The history of the world holiday on the 1st May - May Day, or International Workers Day, held in commemoration of four anarchists executed for struggling for an 8-hour day.
Originally a pagan holiday, the roots of the modern May Day bank holiday are in the fight for the eight-hour working day in Chicago in 1886, and the subsequent execution of innocent anarchist workers.
In 1887, four Chicago anarchists were executed; a fifth cheated the hangman by killing himself in prison. Three more were to spend 6 years in prison until pardoned by Governor Altgeld who said the trial that convicted them was characterised by “hysteria, packed juries and a biased judge”. The state had, in the words of the prosecution put “Anarchy is on trial” and hoped their deaths would also be the death of the anarchist idea.
The anarchists were trade union organisers and May Day became an international workers day to remember their sacrifice.
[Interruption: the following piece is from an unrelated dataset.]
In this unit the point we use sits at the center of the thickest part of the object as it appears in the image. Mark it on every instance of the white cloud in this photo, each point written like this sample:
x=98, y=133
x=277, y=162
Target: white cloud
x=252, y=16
They were framed on false charges of throwing a bomb at police breaking up a demonstration in Chicago. This was part of a strike demanding an 8 hour day involving 400,000 workers in Chicago that started May 1st 1886 .
It began over a century ago when the American Federation of Labour adopted an historic resolution which asserted that “eight hours shall constitute a legal day’s labour from and after May 1st, 1886”.
In the months prior to this date workers in their thousands were drawn into the struggle for the shorter day. Skilled and unskilled, black and white, men and women, native and immigrant were all becoming involved.